Tablack was referring to the recession-induced decline in general fund revenue from $66.2 million in 2008 to $57.5 million in 2009, with about $57 million in revenue being projected for 2010.
The difference between the $57.5 million in revenue and $61.1 million in expenses for the general fund in 2009 was made up though a combination of spending cuts, use of reserve funds and debt refinancing, with only $1 million in uncommitted funds being carried over into 2010, McFall said.
Among the refinanced debts was $3 million for county jail construction. The debt was refinanced for 14 additional years until 2023, McFall said.

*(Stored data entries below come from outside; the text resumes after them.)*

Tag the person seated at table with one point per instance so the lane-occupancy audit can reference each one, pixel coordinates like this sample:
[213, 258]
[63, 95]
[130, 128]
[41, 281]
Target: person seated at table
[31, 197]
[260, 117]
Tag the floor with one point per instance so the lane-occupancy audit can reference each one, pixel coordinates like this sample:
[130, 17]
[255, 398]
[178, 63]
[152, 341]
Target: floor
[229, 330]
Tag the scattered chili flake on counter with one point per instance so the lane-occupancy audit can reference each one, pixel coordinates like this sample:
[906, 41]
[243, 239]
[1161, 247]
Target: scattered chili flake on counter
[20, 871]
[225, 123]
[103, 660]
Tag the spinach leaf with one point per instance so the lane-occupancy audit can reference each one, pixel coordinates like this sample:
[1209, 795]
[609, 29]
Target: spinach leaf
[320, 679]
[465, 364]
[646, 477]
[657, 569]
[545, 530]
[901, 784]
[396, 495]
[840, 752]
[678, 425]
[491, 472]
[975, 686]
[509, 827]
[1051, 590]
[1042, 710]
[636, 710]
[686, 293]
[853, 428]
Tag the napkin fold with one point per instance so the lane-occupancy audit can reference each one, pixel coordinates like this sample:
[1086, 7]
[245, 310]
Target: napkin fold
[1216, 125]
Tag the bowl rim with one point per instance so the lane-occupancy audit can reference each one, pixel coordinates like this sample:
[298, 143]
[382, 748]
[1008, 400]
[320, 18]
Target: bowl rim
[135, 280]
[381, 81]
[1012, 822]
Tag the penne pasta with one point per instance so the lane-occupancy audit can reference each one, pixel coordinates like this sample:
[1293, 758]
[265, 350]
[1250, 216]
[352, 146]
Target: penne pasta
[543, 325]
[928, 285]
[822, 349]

The county’s $36 million jail opened in 1996.
The $6 million in spending cuts were made last year through layoffs and other cost reductions and shifting of some court expenses from the general fund to special projects funds derived from court filing fees, Tablack said.
Employees took unpaid floating holidays in the clerk of courts, commissioners and sheriff’s offices and the facilities department, Tablack said.
Tablack said he hopes the common pleas court trial judges will reconsider their decision to increase the court’s employee contribution from 5 percent to only 7.5 percent of health-care premiums, instead of raising them to the 10 percent most county workers pay.
In a recent budget hearing, Judge John M. Durkin said the annual savings would only be $20,000 if court employees went from 5 percent to 10 percent health-care premium contributions.
But Tablack told the judge the court workers would be setting an example for other county workers if they paid 10 percent.
“How do you sit at the bargaining table with the unions [representing other county workers] and talk about equity” when such disparities exist? Tablack asked in a Thursday interview. “Too many people think it’s someone else’s responsibility to cut costs,” Tablack observed.
Although personnel costs constitute the largest part of the general fund, McFall said the county needs to explore spending cuts in repairs and maintenance, equipment and office supply purchases, postage, utilities, telephone service, fuel, travel, food for the jail and juvenile justice center, and periodical subscriptions.
“The real solution comes from the departments sitting down and working together to try to come up with innovative ways to cut expenses, but, at the same time, we also have to find new sources of revenue,” such as grants and special projects funding, McFall said.
“We need to make sure that we’re collecting everything that is due us,” including current and delinquent real estate taxes, she said.
As a private business would manage its money, “We’ve got to cut what goes out and increase what comes in,” McFall added.